La liste Futur & Nature a été construite, à partir d'octobre 2019 avec le soutien des associations environnementales. Celles-ci nous avons assuré avoir un moyen d'arrêter le projet Open Sky : Il semble que l'affichage du permis de construire n'ait pas été fait dans les règles. Un recours, hors délais, basé ce point de droit, a été déposé, d'abord gracieux auprès du maire Christophe ETORE, puis contentieux auprès du tribunal administratif de Nice, contre le permis de construire d'OPEN-SKY..
C'est sur ce recours que se fondait notre principal espoir de stopper ce projet. Malheureusement, ce recours a été rejeté par le maire, puis les associations ayant reçu le mémoire en défense du promoteur apportant la preuve que l'affichage du permis avait bien eu lieu le 4 novembre 2016, ont, par un courrier au juge, retiré leur plainte pour éviter de devoir payer de lourdes indemnités. Le tribunal administratif a acté ce retrait le 16 juin 2020. C'est-à-dire à quelques jours du second tour des élections municipales.
Nous avons perdu là notre premier moyen susceptible d'arrêter le projet.

Pendant la campagne du premier tour, nous avons organisé une conférence du professeur Gibelin sur les méfaits de la pollution atmosphérique et nous avions l'intention de prouver que celle-ci dépassait les normes en vigueur. Nous avons contacté une société susceptible de poser des capteurs et de nous fournir l'étude correspondante pour le secteur des Clausonnes. Au vu du montant du devis, nous en avons différé la pose, pensant installer le capteur lorsque nous serions élus à la mairie. La COVID-19 et le confinement ont eu raison de ce projet : le trafic routier a drastiquement baissé entraînant une baisse de la pollution atmosphérique due aux gaz d'échappement.

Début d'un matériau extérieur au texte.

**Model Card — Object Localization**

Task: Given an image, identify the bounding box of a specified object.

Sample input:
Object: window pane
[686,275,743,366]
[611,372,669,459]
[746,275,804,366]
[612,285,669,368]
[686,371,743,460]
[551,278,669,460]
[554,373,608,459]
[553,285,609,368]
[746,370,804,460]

Nous avons perdu là notre deuxième moyen susceptible d'arrêter le projet.
La liste Futur & Nature a remporté les élections le 28 juin 2020. Depuis, nous avons suivi trois pistes différentes pour tenter de contrer Open Sky : la piste judiciaire, la piste d'appel à l'Etat, la piste de la négociation avec les protagonistes diriges (CASA et promoteur)
La piste judiciaire administrative : nous avons consulté 4 cabinets d'avocat, trois spécialisés dans le droit administratif et un spécialisé dans le pénal. Les trois premiers nous ont confirmé que sur le plan administratif, il n'y avait plus rien à tenter qui permettrait de stopper le projet. Certains nous ont indiqué la manière de faire entraîner les choses durant un à deux ans avec le risque d'avoir à verser des indemnités pour obstruction. Une petite anecdote concernant la troisième : après deux heures d'exposé des éléments relatifs au projet, nous avons abordé la difficulté de la parcelle appartenant à Esso. Notre interlocuteur à mis fin à l'entretien car Esso était un gros client et qu'il y aurait risque de …une semaine plus tard, Esso faisait saisir la totalité des comptes de la SPL car elle n'avait toujours pas touché les indemnités d 'expropriation d'environ 1,5M€ . Indemnités fixées par le tribunal administratif au regard de la somme proposée par la SPL (environ 500 000€). Nous avons donc abandonné la piste judiciaire administrative.
La piste judiciaire pénale étant la seule pouvoir aboutir, mais avec une très faible chance d'aboutir, nous avons longuement hésité mais devant le risque trop grand de perdre avec à la clé celui d'avoir à payer de très fortes indemnités, nous avons mis de côté de la piste judiciaire.